Military veterans and archaeology may seem like a strange combination, but research conducted over the last decade has demonstrated an unusually strong relationship between these fields. It is no accident that many archaeologists have had a military background. Famous examples include T.E. Lawrence (of Arabia), Sir Mortimer Wheeler, Jane Dieulafoy, and the ‘Monuments Men’ of WWII. Veterans do have the potential to become outstanding archaeologists, but archaeological fieldwork has also been shown to help veterans find a new sense of purpose and a renewed sense of peace. The following factors have been credited with effectively combating isolation and disempowerment among the veteran community:
Mission-focus: Excavations have a real-world scientific mission. Veterans are once again able to contribute to something bigger than themselves, which leads to increased self-esteem and a greater sense of self-worth.
Mindfulness: Whether articulating a pile of stones with a trowel or searching for remains in a screen, fieldwork requires continuous concentration. Mindfulness assists veterans in responding to anxiety and intrusive thoughts to remain focused on the present task.
Outdoor activity: Research clearly shows the positive impact being outdoors has on mental health. Excavation provides motivation for going out and staying out.
Structured environment: All archaeology digs have a defined hierarchy, chain of command, and work schedule, all familiar elements to veterans but sometimes lacking in the civilian world.
Thrill of discovery: Whether in the ground or in the library, a significant find brings a sense of accomplishment and a tangible connection to the past.
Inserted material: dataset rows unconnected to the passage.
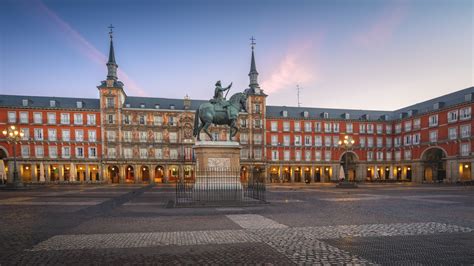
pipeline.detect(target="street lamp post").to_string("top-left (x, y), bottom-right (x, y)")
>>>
top-left (2, 126), bottom-right (24, 188)
top-left (336, 135), bottom-right (357, 188)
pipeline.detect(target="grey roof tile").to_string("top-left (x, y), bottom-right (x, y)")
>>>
top-left (0, 95), bottom-right (100, 110)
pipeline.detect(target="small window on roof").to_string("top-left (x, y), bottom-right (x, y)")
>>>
top-left (433, 102), bottom-right (444, 110)
top-left (464, 93), bottom-right (473, 102)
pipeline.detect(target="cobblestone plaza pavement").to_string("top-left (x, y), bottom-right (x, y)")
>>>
top-left (0, 184), bottom-right (474, 265)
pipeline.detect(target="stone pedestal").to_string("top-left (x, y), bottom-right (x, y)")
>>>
top-left (193, 141), bottom-right (243, 201)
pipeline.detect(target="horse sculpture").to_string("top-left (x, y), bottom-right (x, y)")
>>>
top-left (193, 92), bottom-right (247, 140)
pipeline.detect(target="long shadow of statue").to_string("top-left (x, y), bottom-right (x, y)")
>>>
top-left (193, 81), bottom-right (247, 140)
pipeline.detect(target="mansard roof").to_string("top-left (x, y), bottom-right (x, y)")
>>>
top-left (392, 87), bottom-right (474, 119)
top-left (0, 95), bottom-right (100, 110)
top-left (267, 105), bottom-right (391, 120)
top-left (124, 96), bottom-right (208, 110)
top-left (267, 87), bottom-right (474, 121)
top-left (0, 87), bottom-right (474, 118)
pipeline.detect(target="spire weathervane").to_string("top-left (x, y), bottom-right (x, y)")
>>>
top-left (108, 24), bottom-right (115, 39)
top-left (250, 36), bottom-right (257, 50)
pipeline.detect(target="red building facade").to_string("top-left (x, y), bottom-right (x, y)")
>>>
top-left (0, 31), bottom-right (474, 183)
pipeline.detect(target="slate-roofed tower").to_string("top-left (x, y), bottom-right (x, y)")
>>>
top-left (249, 36), bottom-right (260, 93)
top-left (107, 25), bottom-right (118, 80)
top-left (97, 25), bottom-right (127, 166)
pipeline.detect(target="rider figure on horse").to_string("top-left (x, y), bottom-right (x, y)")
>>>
top-left (210, 80), bottom-right (232, 118)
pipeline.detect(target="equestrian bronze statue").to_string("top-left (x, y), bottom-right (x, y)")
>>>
top-left (193, 80), bottom-right (247, 140)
For AVAR, this earlier research is a proof-of-concept starting point. We want to enhance these positives of archaeological fieldwork for participants while minimizing or eliminating the negatives.
AVAR terms this emerging field as Rehabilitation Archaeology, defined as the adaptation of fieldwork to generate consistent, positive long-term, personal and professional outcomes for participants.
We are actively conducting research with a range of professional partners in order to deliver these outcomes:
Develop our veterans’ technical and field leadership skills. There is a need for a standardized, practical skills training system in the United States. AVAR is developing our Modular Archaeological Progression System (MAPS) with our partners in the Archaeology Dept at the University of York, and American commercial archaeologists at SEARCH, Inc. in order to guide our veterans over the course of their engagement with fieldwork, and give them a competitive edge if they choose to pursue a professional route.
Reduce the physical impact of fieldwork. Excavation is hard on the body. The tools and motions associated with precision digging have not changed in centuries and we do not want to engage our veterans in work that only benefits their minds while damaging their bodies. We partner with Occupational and Physical Therapists from Sacred Heart University to better understand the physical impacts of fieldwork and to provide holistic assistance to our participants.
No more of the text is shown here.